Und Stanislawski, ein bedeutender Theaterpädagoge, pflegte seinen Schülern zu sagen: „Mach die Geste, das Gefühl folgt nach!“ Doch zurück zur Maske als einem bewussten Akt des Verbergens. Der philosophische Anthropologe Helmuth Plessner sprach (schon zu Beginn des vorigen Jahrhunderts) vom „Recht auf Maske“ im Sinne des Schutzes unseres Innern vor Entblößung und Lächerlichkeit, einer Maske also, die wir uns selbst ins Gesicht zaubern, um hinter ihr das Ureigenste verbergen zu können. 

„In einem vulgären Zeitalter wie dem unsrigen brauchen wir alle Masken…Unsere Gesichter sind Masken, die uns die Natur verlieh, damit wir unseren Charakter dahinter verbergen“, sagte Oscar Wilde. Und er ging noch weiter: „Der Mensch ist am wenigsten er selbst, wenn er für sich selbst spricht. Gib ihm eine Maske, und er wird dir die Wahrheit sagen.“ Ein bisschen wie im Karneval, den die Menschen v.a. deshalb so sehr lieben, weil sie eben nicht „erkannt“ werden, weil sie ihr wahres Inneres zeigen bzw. leben dürfen, eben weil es hinter der Maske verborgen bleibt und für das Außen nicht identifizierbar ist. 

Was nun bedeutet dieses Paradoxon der Maske für die professionellen Helfer – und hier insbesondere für die Psychotherapeuten und ihre Patienten – in Coronazeiten? Müssen wir jetzt von der Maskierung der (Gesichts-)Maske sprechen? Schopenhauer drückte es so aus: „…Vielmehr ist jedes Menschengesicht eine Hieroglyphe, die sich allerdings entziffern lässt, ja, deren Alphabet wir fertig in uns tragen.“ 

Klar ist, dass Therapeuten bemüht sind, die Gefühle ihrer Patienten auf ihren Gesichtern wahrzunehmen und zu erfassen. Und wenn ihnen der Gesichtsausdruck des Patienten als ein „absichtsvoll modellierter“ – also als Maske – erscheint, so werden sie ihren Patienten damit konfrontieren mit dem Ziel, zum dahinterliegenden wahren Ausdruck vorzudringen. Nun aber stoßen sie mit ihrem Bemühen gegen die (stoffliche) Maske, die all dies verbirgt. Therapeuten und Supervisoren berichten unisono von der enormen Anstrengung, die die therapeutische Arbeit hinter der (Stoff)maske für alle Beteiligten bedeutet. 

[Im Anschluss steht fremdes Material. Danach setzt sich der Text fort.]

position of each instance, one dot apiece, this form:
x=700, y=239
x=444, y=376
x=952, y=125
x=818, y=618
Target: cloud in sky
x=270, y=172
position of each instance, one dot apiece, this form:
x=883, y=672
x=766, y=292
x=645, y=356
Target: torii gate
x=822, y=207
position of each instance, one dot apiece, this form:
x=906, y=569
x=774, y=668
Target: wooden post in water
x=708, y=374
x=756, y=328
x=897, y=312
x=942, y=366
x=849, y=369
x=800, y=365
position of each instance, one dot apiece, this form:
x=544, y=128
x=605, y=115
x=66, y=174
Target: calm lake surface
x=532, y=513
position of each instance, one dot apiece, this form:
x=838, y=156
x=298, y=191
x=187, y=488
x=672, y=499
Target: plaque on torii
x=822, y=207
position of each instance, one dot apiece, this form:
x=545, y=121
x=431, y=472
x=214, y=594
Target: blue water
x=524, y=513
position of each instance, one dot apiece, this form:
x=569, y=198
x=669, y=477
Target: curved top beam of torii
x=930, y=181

Die Studien haben gerade begonnen. Es gibt noch keine Ergebnisse. Aber es lässt sich vermuten, dass der Versuch, das Gegenüber wahrzunehmen, zu erkennen und zu erfassen, mehr braucht als Augen und Sprache, sondern eben das ganze Gesicht. Vielleicht in dem Sinne, wie Harold Brodkey es in seinem Text „Unschuld“ ausdrückt: „Denn wir bleiben lebenslang Kinder und legen bis zum Tode die Köpfe in den Nacken, um den Ausdruck auf den Gesichtern der Erwachsenen zu entziffern.“  

                    Martina de Ridder


(Quellen: Paul Ekman: „What the face reveals – Series in Affective Science“; Nina Abassi: „Gedanken zur Materie der Maske, humanistisch.net; Gustav Seibt: „Vom Recht auf Maske“, SZ 24.4.2020; Harold Brodkey: „Unschuld“, zitiert nach: Gisela von Wysocki: „Fremde Bühnen – Mitteilungen über das menschliche Gesicht“, EVA.)